WAJO (INDEKS) — Kapolsek Sabbangparu AKP Reski G bersama jajaran mendatangi korban kasus dugaan penganiayaan di Desa Mallusesalo, Kecamatan Sabbangparu, Kabupaten Wajo, Sulawesi Selatan, Senin (27/4/2026), guna mengantisipasi potensi kerawanan lanjutan pascakejadian.
Peristiwa penganiayaan tersebut dilaporkan terjadi di Desa Wage pada Sabtu (25/4/2026), dengan korban Engri (22) dan Sapriadi (23), yang berprofesi sebagai ojek gabah.
AKP Reski G mengatakan kunjungan tersebut dilakukan untuk memperoleh keterangan langsung dari korban dan keluarga, sekaligus memastikan penanganan perkara berjalan sesuai prosedur.
“Kasus ini telah kami tangani berdasarkan laporan polisi Nomor LP/B/09/IV/2026/Polsek Sabbangparu/Polres Wajo tertanggal 25 April 2026. Kami turun langsung untuk mendengar keterangan korban dan keluarga,” ujarnya.

Menurut dia, pendekatan preventif dan represif dilakukan secara simultan dalam menangani kasus tersebut, termasuk upaya meredam kemungkinan aksi balasan.

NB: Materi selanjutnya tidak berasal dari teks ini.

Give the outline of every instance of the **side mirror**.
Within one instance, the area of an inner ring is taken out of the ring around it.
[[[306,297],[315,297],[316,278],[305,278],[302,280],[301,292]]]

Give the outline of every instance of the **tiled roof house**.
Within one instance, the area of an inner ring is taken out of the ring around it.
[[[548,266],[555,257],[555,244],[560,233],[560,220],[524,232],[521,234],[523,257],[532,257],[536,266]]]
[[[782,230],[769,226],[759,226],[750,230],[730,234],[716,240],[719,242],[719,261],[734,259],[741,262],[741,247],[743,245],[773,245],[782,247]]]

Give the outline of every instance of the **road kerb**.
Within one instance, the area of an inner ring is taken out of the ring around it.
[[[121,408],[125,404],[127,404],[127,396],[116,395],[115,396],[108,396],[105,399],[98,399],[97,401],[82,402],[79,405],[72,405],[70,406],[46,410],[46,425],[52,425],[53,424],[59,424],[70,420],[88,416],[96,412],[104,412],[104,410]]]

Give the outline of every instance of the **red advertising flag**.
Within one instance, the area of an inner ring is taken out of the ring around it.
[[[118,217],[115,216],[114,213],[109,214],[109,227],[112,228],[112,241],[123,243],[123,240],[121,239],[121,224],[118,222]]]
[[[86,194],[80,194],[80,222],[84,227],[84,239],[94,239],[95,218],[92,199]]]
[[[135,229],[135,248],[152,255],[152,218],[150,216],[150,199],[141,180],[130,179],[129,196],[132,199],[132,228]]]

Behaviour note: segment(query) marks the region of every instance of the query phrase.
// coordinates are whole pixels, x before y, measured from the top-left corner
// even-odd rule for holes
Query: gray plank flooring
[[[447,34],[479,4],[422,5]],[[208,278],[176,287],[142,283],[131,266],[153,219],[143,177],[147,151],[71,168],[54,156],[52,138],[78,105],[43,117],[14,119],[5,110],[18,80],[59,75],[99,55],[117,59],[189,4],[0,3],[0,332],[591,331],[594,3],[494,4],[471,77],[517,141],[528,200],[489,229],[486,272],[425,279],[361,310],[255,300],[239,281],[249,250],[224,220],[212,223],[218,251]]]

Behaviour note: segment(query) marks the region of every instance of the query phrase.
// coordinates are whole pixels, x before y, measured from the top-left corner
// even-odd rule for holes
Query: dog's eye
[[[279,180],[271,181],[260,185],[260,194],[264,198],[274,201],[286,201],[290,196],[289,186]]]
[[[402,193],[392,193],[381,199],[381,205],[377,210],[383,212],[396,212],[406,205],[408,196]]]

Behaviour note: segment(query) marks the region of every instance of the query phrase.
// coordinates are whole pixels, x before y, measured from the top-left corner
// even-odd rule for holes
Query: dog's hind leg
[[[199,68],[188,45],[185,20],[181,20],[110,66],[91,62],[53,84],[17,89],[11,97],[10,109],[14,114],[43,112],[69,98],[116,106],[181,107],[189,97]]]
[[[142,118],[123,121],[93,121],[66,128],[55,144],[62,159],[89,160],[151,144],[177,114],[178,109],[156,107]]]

“Saat ini terduga pelaku telah diamankan untuk kepentingan penyelidikan lebih lanjut. Perkembangan kasus juga telah kami laporkan kepada Kapolres Wajo untuk proses hukum lanjutan,” katanya.
Kapolsek menambahkan pihaknya terus mengedepankan komunikasi dengan masyarakat guna menjaga stabilitas kamtibmas di wilayah tersebut.
Ia juga mengimbau warga agar tidak terpancing emosi dan menyerahkan sepenuhnya penanganan kasus kepada aparat penegak hukum.
“Kami mengajak seluruh pihak untuk bersama-sama menjaga keamanan dan mempercayakan proses hukum kepada kepolisian agar berjalan sesuai ketentuan peraturan perundang-undangan,” ujarnya.
Kedatangan Kapolsek Sabbangparu didampingi oleh Kanit Reskrim Ipda Surahman, SH, Kanit Intel Bripka Muh.Ali, Ka.SPKT Aipda Sunardin, Kanit Binmas Aiptu Muliadi diterima langsung oleh orang tua korban (Wellang) bersama keluarga lainnya dan kedua korban.
Pihak korban menyampaikan ke Kapolsek Sabbangparu agar proses hukum berjalan dengan profesional dan transparan terduga pelaku harus bertanggungjawab atas perbuatannya sesuai dengan aturan dan perubdang-undangan yang berlaku, harapnya.